El estudio publicado en el sitio digital Democracy Now evaluó los indicadores de calidad, acceso, eficiencia, equidad y vidas saludables en territorio estadounidense y Reino Unido, Canadá, Alemania, los Países Bajos, Australia y Nueva Zelanda. Estados Unidos tiene el sistema menos equitativo y ocupa casi el último lugar en lo concerniente a calidad de los servicios.

El sistema norteamericano, donde el 15 por ciento de los ciudadanos carecen de seguro de salud, también es el más caro, pues exige más del doble por asistencia médica que cualquier otra nación de la lista.

El sistema de salud estadounidense es el más costoso y el menos eficaz comparado con el de otros países industrializados, según el estudio comparativo que midió criterios como salud, esperanza de vida de la población, accesibilidad y eficacia.

“El hecho más notorio por el cual el sistema estadounidense se diferencia de los sistemas de otros países es la ausencia de una cobertura universal”, escribieron los investigadores en el informe.

De los países analizados, Holanda cuenta con el mejor sistema de salud, seguido por Gran Bretaña y Australia.
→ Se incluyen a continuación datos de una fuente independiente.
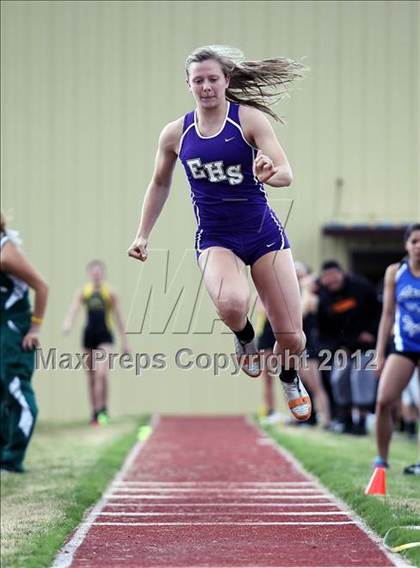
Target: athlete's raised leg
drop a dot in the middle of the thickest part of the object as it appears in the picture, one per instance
(275, 278)
(101, 376)
(394, 378)
(276, 282)
(91, 386)
(226, 281)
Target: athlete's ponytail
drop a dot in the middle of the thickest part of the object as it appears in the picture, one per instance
(260, 84)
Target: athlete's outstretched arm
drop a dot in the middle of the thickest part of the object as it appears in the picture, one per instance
(16, 264)
(159, 187)
(387, 317)
(271, 165)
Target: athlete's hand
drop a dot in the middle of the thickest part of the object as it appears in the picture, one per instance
(264, 168)
(380, 364)
(138, 249)
(31, 339)
(66, 328)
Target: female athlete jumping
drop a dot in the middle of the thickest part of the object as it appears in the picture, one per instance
(229, 150)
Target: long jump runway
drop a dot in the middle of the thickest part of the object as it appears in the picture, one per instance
(216, 492)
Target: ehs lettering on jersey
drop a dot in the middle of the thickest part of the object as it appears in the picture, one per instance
(215, 171)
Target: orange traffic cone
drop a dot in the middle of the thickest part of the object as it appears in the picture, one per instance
(377, 483)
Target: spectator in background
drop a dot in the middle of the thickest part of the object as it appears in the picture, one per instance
(348, 314)
(100, 302)
(19, 337)
(401, 311)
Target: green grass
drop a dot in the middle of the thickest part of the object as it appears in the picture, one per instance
(342, 463)
(69, 466)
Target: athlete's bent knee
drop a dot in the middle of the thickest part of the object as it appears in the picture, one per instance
(233, 310)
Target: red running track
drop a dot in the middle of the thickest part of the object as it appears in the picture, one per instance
(215, 492)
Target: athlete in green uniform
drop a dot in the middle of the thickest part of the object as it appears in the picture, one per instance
(19, 336)
(100, 302)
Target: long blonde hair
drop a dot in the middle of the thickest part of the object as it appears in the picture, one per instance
(259, 84)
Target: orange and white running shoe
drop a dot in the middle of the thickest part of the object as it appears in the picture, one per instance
(248, 358)
(297, 399)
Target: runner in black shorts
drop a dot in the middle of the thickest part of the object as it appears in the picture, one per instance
(99, 302)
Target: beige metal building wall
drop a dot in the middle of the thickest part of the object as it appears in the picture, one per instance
(86, 88)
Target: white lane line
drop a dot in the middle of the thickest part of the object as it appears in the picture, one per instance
(222, 523)
(65, 556)
(257, 497)
(268, 492)
(220, 505)
(260, 514)
(394, 558)
(216, 483)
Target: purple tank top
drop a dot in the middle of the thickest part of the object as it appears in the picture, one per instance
(226, 195)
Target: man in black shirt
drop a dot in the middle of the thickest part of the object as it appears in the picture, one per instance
(348, 316)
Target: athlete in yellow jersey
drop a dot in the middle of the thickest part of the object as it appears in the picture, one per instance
(99, 302)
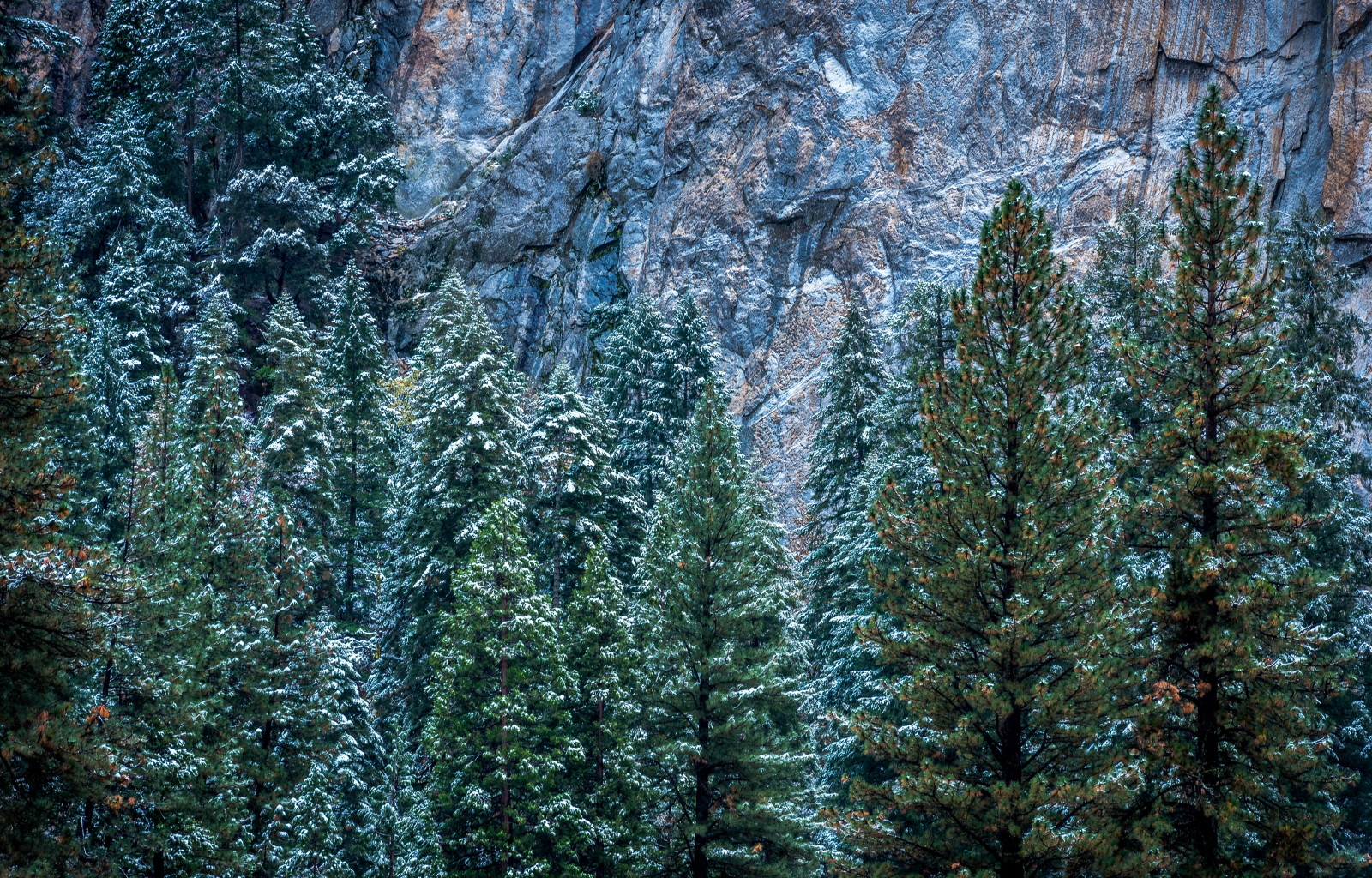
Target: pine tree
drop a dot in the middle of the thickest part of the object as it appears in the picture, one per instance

El cuarto lugar fue ocupado por Holanda y detrás se ubicaron Nueva Zelanda, Canadá y por último Estados Unidos.

Por otro lado, expertos del Instituto de Medicina y la Academia Nacional de Ciencias, contratados por el Congreso federal, criticaron la habilidad de la Agencia Administradora de Alimentos y Drogas (AAAD) como entidad supervisora de la seguridad alimentaria en Estados Unidos.

El panel concluyó que la AAAD falla en lograr una visión adecuada sobre los riesgos en la elaboración de alimentos. El organismo no ejecuta un programa correcto en el orden de proteger a los ciudadanos frente a las amenazas potenciales que acarrean las distintas variantes de comidas en conservación, apuntan los especialistas.

El estudio fue solicitado por miembros del Senado, quienes recibieron numerosas quejas de la población luego de sucesivas intoxicaciones por alimentos en mal estado.

Otras agencias estatales también regulan la elaboración de alimentos en el ámbito nacional, pero debemos recordar que la AAAD es responsable por el 80 por ciento de los chequeos, precisó el panel.

La recomendación de los expertos se difundió al mismo tiempo que autoridades federales investigan en 10 estados un contagio con salmonela presuntamente producido por huevos y ensaladas de alfalfa infectada.

Según reporte del Centro Nacional para el Control de Enfermedades (CCE), más de una veintena de ciudadanos intoxicados acudieron a hospitales en todo el país durante los últimos 15 días.

Peritos del CCE aconsejaron a la empresa Caldwell Fresh Foods retirar los inventarios de alfalfa diseminados sobre todo en mercados de Arizona, Colorado, Idaho, Illinois, Missouri, New Mexico, Nevada, Oregon y Wisconsin.

Hasta la fecha no se han producido muertes derivadas del impacto de la bacteria, pero cuatro de los pacientes ingresados atraviesan condiciones delicadas de salud, indicaron noticiarios.

La mayoría de las personas enfermas presentan síntomas donde prevalecen las diarreas, fiebre, y dolores abdominales, dolencias que se pueden prolongar hasta por más de una semana.

La salmonela es un género de microbio que pertenece a la familia enterobacteriacea, no desarrollan cápsulas ni esporas, pero producen sulfuro de hidrógeno y fermentan en una enzima perjudicial.

Hace cinco meses la empresa de confituras Kellogg reconoció haber hallado salmonela en un paquete de galletas de mantequilla de maní, al tiempo que vendedores minoristas retiraban productos.

La compañía, con sede en Michigan, admitió que la Administración de Alimentos confirmó la contaminación en las galletas Toasty Crackers de Austin Quality Foods, una división de Kellogg.